The big advantage of log scanning is the fact that reading the transaction log does not generate any overhead in the database the way querying or executing a trigger after each change does. Consequently, it does not compromise the performance of the database. Furthermore, all kinds of changes in the data can be captured: inserts, updates and deletions of datasets as well as changes to the data schema. Unfortunately, the structure of such transaction logs is not standardized. The look of the log files of different database vendors vary considerably, and sometimes even different versions of the same database management system differ. If you want to capture data changes from several databases provided by different vendors, several algorithms need to be implemented.

This is where Debezium comes in.

What is Debezium?

Debezium is not actually stand-alone software, but a platform for connectors that implement the change data capture for various databases. The connectors use log scanning to capture the data changes and forward them to the Apache Kafka streaming platform.

Each connector represents the software of a specific DBMS that is able to establish a connection to the database and read the change data there. The exact operating principle of each connector differs depending on the DBMS, but generally speaking, it first creates a snapshot of the current database and then waits for changes in the transaction log. To date, Debezium has developed connectors for the MongoDB, MySQL, PostgreSQL and SQL Server databases. Additional connectors for Oracle, Db2 and Cassandra are still at the development stage, but already available.

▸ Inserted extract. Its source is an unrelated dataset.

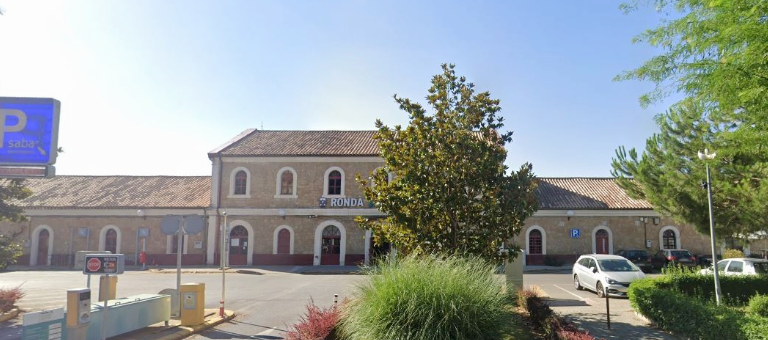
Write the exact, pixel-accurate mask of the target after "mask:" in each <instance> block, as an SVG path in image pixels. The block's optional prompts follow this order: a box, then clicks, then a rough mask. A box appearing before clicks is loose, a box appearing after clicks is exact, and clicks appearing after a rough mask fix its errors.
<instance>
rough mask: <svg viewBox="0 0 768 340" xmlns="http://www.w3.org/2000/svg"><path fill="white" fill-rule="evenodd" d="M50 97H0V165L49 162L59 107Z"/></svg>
mask: <svg viewBox="0 0 768 340" xmlns="http://www.w3.org/2000/svg"><path fill="white" fill-rule="evenodd" d="M60 107H61V103H60V102H59V101H58V100H56V99H52V98H15V97H0V165H38V166H39V165H52V164H54V163H56V156H57V154H58V138H59V136H58V134H59V110H60Z"/></svg>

The most common way of using Debezium is in combination with Apache Kafka and the corresponding Kafka Connect framework. Apache Kafka is an open-source, distributed streaming platform that is based on the publisher-subscriber model. It enables applications to process data streams in real time and to exchange messages between several processes. With Kafka Connect, it is possible to implement matching connectors that can both write data to Kafka (source connectors) and read from Kafka (sink connectors). As you may have guessed, Debezium provides source connectors that stream the captured change events to Kafka. Applications that are interested in the change data can read them from the Apache Kafka logs and process them.

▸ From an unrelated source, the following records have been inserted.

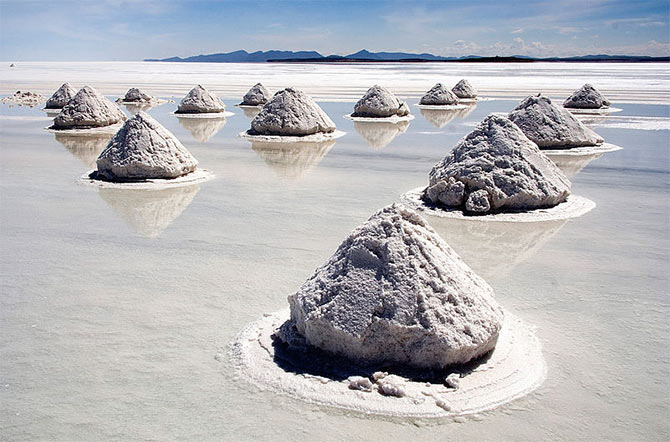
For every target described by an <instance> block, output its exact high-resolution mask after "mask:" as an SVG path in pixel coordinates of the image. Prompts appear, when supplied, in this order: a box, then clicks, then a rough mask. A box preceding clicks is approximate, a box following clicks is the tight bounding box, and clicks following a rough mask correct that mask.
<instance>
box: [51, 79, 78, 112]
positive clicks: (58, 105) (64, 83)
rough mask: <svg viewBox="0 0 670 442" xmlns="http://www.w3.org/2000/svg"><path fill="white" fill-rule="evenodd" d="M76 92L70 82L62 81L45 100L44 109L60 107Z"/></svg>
mask: <svg viewBox="0 0 670 442" xmlns="http://www.w3.org/2000/svg"><path fill="white" fill-rule="evenodd" d="M76 94H77V90H76V89H75V88H73V87H72V86H70V83H63V85H62V86H61V87H59V88H58V90H57V91H56V92H54V94H53V95H52V96H51V97H50V98H49V99H48V100H47V104H46V105H45V106H44V108H45V109H62V108H63V107H64V106H65V105H66V104H67V102H68V101H70V100H71V99H72V98H73V97H74V96H75V95H76Z"/></svg>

Outline of the architecture for the use of Debezium
Figure: Outline of the architecture for the use of Debezium 1

Recently, it has become possible to use Debezium not only in combination with Kafka Connect, but as a standalone application. This means that the users are no longer bound to Kafka and can now forward change events to other streaming platforms such as Kinesis, Google Cloud Pub/Sub, or Azure Event Hubs. The change data that Debezium captures from various databases have to be provided to the applications that want to process them (consumers) in a standardized format. Debezium uses the JSON format for this. Each change event comprises two parts: a payload part and a preceding schema that describes the structure of the payload. The payload part contains, for example, the operation that was carried out on the dataset and, optionally, the content of the line before and after the change occurred. The primary key of the database is given a specific designation which is important for the allocation of the event to a partition in Kafka. We will elaborate on this in the second part.

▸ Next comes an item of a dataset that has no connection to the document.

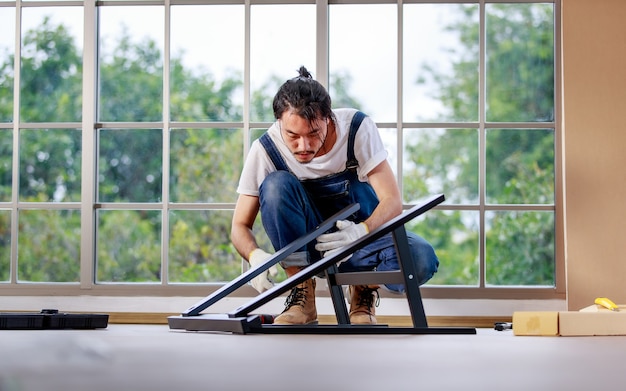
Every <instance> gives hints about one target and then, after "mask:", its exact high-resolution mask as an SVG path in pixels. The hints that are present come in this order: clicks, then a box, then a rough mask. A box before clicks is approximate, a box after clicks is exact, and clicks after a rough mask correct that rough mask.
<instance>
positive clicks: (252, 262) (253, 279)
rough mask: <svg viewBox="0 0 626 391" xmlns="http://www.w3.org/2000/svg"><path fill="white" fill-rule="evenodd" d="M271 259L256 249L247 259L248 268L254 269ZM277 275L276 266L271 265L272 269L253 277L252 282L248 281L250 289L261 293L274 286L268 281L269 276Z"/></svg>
mask: <svg viewBox="0 0 626 391" xmlns="http://www.w3.org/2000/svg"><path fill="white" fill-rule="evenodd" d="M271 257H272V254H268V253H266V252H265V251H263V250H261V249H260V248H257V249H254V250H253V251H252V252H251V253H250V256H249V257H248V262H250V266H252V267H253V268H254V267H257V266H259V265H262V264H264V263H265V261H267V260H268V259H270V258H271ZM277 274H278V268H277V267H276V265H272V267H270V268H269V269H267V270H266V271H264V272H263V273H261V274H259V275H258V276H256V277H254V278H253V279H252V281H250V283H251V284H252V287H253V288H254V289H256V290H257V291H258V292H259V293H263V292H265V291H266V290H268V289H270V288H271V287H273V286H274V283H273V282H272V280H270V276H272V277H276V275H277Z"/></svg>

Furthermore, Debezium places a high value on fault tolerance for the change data capture: If a connector crashes, reading continues after the reboot at the position in the transaction log that has been processed last. Similarly, if the connection to Apache Kafka fails, the change data are stored in the cache until the connection has been reestablished. This concludes our overview of the basics of the use of Debezium. In the next part of the series, we will present a concrete example where Debezium streams change events from a sample table in the SQL Server.


1 The outline is based on the architecture outline provided in the Debezium documentation.